Ethier's group identified unique functional oncogene signatures in four different human breast cancer cell types. Using next-generation genome sequencing and genome silencing as each cancer cell type grew and multiplied, they assembled a list of genes for each cell type's functional oncogene signature--those genes that were copy number amplified or point mutated, and most essential to cancer cell survival. Although thousands of candidate oncogenes were screened during experimentation, only a handful made the list--fewer than 20 for each cell type.
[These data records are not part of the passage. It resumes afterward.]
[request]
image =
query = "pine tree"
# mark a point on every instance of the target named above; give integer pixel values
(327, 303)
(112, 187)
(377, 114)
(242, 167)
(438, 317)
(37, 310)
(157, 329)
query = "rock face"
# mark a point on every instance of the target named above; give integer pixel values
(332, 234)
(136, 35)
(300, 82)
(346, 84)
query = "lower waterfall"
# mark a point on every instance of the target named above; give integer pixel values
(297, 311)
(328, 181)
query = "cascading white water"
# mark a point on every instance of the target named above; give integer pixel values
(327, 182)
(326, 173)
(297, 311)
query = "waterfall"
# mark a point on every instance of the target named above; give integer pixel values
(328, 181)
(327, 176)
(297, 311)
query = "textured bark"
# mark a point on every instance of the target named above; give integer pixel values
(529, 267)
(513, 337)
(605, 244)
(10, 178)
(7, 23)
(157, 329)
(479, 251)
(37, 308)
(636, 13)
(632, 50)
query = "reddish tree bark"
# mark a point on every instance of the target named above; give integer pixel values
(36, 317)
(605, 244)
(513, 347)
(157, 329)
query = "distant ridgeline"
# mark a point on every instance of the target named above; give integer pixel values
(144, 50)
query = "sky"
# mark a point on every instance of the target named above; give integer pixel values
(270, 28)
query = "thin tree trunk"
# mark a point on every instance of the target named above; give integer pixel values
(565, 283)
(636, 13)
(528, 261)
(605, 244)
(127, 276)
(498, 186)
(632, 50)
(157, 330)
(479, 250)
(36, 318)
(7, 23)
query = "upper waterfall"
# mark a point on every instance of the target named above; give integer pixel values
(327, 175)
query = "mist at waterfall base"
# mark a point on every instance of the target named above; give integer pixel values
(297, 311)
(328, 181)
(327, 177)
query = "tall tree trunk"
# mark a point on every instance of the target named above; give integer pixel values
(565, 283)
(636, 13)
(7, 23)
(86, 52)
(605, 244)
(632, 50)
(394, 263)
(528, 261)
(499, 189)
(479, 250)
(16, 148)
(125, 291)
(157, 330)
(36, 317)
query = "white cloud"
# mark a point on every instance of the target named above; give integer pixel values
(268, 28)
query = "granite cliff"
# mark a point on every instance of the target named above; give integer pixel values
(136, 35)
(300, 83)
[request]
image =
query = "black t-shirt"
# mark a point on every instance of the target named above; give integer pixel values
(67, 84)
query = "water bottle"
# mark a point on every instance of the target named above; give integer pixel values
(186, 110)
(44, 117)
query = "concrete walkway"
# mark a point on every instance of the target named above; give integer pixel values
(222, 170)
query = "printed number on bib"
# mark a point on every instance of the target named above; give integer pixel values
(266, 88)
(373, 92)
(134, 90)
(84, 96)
The brevity of each list facilitated selection of the best oncogene for pharmaceutical targeting. Because lower doses of targeted drugs can be highly effective, side effects could be reduced. For example, Ethier's group found that targeting two or more members of a signature with much lower total drug concentrations in combination still killed cancer cells better than one higher-concentration drug alone.
Remarkably, a BCL2L1-targeted drug that worked in one cell line also then worked in a fifth breast cancer cell line with a similar oncogene signature containing BCL2L1, an oncogene not normally associated with breast cancer. This work demonstrates that one signature-targeting treatment can be extended to more than one cancer cell type. This means that patients with other types of cancer who have a similar functional oncogene signature might benefit from drugs that target BCL2L1, which are already in development.
Ethier thinks that oncogenes identified in a tumor biopsy might one day soon provide a rational and individualized approach to pharmaceutical treatment with targeted drug combinations. Meanwhile, these findings from his laboratory--showing the importance of considering a patient's functional oncogene signature before testing a new drug-- could provide a rationale for redesigning clinical trials for breast cancer.